Bibliometric Analysis and Research Trends in AI-Driven Microstructure Optimization
摘要
This study presents a bibliometric analysis and trend of a research field, involving optimization of microstructures using an artificial intelligence (AI) application, known as AI-driven microstructure optimization research. The bibliometric analysis evaluates 971 academic publications from 2015 to 2024, using the VOSviewer software and the Scopus database. The analysis examined keyword distributions, researcher collaborations, citation networks, and publication trends, tracking the evolution of research in this field. The results indicate a steady increase in research related to Microelectromechanical Systems (MEMS), with China and the United States leading in publication volume and citations, especially AI-driven microstructure optimization. Machine Learning (ML) and Deep Learning play a crucial role in microstructure optimization, contributing to enhancing efficiency and improving microstructure performance.

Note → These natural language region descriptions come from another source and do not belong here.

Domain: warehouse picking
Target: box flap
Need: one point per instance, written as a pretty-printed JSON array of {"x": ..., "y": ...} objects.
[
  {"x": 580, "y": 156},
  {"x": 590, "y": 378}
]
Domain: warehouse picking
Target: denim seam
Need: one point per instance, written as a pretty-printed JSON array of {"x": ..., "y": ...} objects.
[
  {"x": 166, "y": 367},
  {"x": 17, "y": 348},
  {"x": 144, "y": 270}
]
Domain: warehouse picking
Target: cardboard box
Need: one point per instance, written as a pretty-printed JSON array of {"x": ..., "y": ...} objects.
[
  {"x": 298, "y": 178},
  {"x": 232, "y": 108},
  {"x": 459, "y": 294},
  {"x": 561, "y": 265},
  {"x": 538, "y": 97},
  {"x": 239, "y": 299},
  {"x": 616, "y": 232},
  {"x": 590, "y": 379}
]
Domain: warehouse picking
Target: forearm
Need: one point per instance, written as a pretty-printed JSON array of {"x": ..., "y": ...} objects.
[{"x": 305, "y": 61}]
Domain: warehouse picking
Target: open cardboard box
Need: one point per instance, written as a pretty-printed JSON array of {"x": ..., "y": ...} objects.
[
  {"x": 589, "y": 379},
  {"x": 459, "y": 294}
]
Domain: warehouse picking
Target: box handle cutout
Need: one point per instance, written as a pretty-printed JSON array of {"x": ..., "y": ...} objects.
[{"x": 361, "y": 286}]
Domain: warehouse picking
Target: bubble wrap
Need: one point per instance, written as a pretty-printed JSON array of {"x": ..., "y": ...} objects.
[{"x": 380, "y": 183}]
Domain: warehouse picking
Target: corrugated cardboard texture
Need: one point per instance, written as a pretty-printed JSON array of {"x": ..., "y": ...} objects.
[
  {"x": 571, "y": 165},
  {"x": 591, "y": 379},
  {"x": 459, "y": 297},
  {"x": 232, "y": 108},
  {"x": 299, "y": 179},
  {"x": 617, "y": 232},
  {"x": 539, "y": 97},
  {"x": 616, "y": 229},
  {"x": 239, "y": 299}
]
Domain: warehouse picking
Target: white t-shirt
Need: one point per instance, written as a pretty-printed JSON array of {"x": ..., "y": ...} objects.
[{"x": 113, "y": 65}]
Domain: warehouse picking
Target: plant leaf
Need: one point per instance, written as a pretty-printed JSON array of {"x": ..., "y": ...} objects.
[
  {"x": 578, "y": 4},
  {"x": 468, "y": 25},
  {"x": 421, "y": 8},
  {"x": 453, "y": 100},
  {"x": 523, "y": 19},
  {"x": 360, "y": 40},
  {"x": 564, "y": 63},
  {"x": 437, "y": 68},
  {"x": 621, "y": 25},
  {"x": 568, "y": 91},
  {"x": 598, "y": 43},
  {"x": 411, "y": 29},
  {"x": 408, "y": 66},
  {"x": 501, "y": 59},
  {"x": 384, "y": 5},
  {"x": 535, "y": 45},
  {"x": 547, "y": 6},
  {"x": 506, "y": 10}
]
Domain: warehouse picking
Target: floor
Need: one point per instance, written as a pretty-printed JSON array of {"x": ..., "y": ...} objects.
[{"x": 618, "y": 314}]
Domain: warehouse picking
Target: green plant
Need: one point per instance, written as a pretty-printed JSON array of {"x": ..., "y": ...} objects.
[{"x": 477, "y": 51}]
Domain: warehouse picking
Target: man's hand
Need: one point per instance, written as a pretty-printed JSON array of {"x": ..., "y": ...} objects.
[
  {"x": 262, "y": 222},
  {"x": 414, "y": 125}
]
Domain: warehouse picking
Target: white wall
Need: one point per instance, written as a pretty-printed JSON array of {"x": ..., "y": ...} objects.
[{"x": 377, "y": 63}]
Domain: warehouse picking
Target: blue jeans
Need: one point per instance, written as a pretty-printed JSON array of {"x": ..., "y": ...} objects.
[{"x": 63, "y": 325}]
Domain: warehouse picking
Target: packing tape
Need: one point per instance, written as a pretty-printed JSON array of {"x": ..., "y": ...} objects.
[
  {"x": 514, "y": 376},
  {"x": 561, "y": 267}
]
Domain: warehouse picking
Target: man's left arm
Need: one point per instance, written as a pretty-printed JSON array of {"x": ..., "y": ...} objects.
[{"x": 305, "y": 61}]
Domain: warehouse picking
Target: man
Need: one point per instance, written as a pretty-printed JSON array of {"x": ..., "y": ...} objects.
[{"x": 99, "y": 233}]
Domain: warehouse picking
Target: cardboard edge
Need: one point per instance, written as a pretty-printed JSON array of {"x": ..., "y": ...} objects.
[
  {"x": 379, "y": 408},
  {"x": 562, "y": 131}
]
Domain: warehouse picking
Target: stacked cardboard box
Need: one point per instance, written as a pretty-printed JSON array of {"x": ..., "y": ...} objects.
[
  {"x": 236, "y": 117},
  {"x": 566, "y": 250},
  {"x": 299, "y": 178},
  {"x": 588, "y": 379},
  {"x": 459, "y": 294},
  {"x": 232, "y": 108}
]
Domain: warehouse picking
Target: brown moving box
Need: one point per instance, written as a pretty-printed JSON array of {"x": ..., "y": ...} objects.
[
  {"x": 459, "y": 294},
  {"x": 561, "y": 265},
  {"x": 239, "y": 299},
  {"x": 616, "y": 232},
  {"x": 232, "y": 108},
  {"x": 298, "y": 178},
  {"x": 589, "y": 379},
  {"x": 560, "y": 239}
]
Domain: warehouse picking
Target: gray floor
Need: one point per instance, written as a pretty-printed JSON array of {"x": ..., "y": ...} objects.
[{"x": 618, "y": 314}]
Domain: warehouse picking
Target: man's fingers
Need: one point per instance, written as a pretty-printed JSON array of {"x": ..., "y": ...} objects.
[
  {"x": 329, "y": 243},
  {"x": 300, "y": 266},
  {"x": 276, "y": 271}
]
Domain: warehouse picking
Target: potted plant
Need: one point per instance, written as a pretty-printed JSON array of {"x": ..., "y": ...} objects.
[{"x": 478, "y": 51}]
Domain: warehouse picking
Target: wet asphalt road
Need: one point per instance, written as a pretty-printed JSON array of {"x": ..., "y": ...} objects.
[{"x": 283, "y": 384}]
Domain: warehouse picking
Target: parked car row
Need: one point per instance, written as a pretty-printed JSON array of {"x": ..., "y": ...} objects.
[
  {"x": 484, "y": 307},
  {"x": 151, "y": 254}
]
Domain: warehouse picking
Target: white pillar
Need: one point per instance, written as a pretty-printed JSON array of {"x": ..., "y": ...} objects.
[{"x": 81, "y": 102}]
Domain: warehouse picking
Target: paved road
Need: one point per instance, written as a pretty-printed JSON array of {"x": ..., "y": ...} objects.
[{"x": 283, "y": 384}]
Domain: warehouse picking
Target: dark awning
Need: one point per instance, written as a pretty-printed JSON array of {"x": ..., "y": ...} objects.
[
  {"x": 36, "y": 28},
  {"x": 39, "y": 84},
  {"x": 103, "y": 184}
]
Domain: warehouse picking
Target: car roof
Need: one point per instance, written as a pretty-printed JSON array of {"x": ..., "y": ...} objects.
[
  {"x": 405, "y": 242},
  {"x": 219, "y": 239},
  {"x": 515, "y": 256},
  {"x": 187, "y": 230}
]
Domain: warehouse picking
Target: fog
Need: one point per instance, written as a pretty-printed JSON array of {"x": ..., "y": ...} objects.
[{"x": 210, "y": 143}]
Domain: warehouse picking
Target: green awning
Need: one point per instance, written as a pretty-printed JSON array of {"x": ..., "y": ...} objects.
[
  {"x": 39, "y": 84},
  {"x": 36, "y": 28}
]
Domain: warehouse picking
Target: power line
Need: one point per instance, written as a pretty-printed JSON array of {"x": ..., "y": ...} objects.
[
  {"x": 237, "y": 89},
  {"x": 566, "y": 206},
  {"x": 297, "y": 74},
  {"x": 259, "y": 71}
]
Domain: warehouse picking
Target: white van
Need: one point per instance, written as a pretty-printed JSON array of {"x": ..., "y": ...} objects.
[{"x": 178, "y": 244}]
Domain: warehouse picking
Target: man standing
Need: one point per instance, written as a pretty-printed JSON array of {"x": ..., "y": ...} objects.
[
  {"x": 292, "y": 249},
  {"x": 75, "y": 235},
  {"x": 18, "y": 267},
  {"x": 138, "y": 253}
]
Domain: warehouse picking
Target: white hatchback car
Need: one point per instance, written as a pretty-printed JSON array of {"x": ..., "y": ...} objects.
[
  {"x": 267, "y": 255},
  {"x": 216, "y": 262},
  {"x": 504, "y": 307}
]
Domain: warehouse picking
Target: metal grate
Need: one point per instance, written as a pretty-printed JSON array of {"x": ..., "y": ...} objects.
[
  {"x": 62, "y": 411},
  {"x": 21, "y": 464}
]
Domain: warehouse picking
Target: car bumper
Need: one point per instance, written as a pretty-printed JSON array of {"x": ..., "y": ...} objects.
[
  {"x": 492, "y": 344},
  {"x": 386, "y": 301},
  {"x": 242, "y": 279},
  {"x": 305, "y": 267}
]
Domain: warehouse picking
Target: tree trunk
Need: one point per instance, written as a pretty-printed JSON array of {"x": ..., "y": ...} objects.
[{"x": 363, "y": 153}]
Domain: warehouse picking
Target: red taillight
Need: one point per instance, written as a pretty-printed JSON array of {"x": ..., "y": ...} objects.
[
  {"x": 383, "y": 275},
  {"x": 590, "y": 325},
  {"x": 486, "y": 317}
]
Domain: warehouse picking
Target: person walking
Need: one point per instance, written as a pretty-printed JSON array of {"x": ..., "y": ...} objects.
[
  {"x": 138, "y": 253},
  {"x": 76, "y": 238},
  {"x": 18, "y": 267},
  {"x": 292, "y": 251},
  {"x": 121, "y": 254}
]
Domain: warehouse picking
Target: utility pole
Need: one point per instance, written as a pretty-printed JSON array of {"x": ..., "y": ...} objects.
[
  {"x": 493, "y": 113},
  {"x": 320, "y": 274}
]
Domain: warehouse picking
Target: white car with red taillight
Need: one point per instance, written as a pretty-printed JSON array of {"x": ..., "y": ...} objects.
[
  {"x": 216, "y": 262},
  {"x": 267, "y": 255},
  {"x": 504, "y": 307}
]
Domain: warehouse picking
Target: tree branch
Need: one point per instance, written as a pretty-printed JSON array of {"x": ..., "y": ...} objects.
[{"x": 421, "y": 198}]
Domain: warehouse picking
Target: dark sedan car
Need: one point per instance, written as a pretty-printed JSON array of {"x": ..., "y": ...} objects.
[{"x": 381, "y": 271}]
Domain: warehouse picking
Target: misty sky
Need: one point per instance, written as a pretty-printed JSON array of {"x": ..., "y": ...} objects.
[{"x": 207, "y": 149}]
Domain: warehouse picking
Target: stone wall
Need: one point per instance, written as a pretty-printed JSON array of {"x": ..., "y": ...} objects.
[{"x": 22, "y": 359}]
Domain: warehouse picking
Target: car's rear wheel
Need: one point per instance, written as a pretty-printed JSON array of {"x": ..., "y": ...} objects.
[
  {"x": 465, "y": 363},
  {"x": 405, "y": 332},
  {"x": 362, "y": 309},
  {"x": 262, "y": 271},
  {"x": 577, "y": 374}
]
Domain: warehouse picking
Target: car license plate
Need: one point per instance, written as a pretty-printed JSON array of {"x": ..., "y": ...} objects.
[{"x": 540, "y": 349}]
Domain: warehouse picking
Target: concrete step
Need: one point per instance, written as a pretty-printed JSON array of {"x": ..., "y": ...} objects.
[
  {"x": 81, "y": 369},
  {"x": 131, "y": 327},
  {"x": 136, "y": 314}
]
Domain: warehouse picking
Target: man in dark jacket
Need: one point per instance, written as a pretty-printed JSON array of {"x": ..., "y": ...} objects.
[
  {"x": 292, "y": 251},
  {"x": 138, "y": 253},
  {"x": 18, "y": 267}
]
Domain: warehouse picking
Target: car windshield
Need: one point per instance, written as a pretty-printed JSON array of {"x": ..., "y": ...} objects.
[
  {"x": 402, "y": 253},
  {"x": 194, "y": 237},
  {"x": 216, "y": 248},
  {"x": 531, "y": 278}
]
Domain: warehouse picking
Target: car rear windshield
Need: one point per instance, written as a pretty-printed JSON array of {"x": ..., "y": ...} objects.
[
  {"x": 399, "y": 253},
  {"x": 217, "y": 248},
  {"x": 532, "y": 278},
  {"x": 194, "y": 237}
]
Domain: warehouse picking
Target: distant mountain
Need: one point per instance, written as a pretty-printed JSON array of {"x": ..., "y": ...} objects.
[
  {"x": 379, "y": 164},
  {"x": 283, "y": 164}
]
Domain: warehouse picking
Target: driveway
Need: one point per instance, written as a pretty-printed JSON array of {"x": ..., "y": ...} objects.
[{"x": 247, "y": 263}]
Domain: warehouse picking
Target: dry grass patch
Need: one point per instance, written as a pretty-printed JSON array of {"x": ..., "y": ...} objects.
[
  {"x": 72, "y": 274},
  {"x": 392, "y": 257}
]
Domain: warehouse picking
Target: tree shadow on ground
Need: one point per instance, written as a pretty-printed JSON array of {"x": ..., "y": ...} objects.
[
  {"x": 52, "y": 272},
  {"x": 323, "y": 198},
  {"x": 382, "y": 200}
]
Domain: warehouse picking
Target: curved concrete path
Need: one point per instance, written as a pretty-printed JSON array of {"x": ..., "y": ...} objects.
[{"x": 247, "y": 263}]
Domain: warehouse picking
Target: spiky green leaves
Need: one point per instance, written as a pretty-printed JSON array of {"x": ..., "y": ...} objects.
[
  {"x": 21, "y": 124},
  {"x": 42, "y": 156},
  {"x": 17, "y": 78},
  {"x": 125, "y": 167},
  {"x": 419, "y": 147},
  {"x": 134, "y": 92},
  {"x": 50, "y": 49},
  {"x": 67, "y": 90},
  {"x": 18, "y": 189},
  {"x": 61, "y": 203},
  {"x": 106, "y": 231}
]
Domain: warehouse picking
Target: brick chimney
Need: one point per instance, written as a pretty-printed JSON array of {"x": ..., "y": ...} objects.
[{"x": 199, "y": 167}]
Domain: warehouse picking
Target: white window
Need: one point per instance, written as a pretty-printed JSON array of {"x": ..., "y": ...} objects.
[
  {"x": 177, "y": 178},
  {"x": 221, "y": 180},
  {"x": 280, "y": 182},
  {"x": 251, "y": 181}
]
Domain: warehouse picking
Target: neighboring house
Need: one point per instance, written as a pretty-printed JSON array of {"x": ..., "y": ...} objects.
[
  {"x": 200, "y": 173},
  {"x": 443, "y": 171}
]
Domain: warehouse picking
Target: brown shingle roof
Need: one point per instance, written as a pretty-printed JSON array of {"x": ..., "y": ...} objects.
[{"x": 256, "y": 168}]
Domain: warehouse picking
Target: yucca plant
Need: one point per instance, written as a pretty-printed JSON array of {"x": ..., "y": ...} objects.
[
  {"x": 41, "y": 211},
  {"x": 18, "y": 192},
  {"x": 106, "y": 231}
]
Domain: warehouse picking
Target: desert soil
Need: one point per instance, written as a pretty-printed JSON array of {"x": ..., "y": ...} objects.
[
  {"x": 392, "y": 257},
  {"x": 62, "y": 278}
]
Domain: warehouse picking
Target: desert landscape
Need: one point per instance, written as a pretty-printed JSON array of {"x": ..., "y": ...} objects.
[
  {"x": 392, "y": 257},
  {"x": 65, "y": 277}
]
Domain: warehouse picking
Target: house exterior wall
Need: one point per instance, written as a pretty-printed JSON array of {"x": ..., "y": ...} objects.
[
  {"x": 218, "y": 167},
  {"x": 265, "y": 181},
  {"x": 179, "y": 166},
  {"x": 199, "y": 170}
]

The keyword network analysis identified four main research clusters, reflecting interdisciplinary applications in neural networks, microstructure, MEMS, and optimization. These findings provide valuable insights for researchers to identify key trends, avoid redundant studies, and explore new directions for MEMS research with AI applications. Additionally, this analysis highlights the increasing role of AI as a transformative tool in microstructure optimization, enhancing efficiency and structural performance at the micro-level.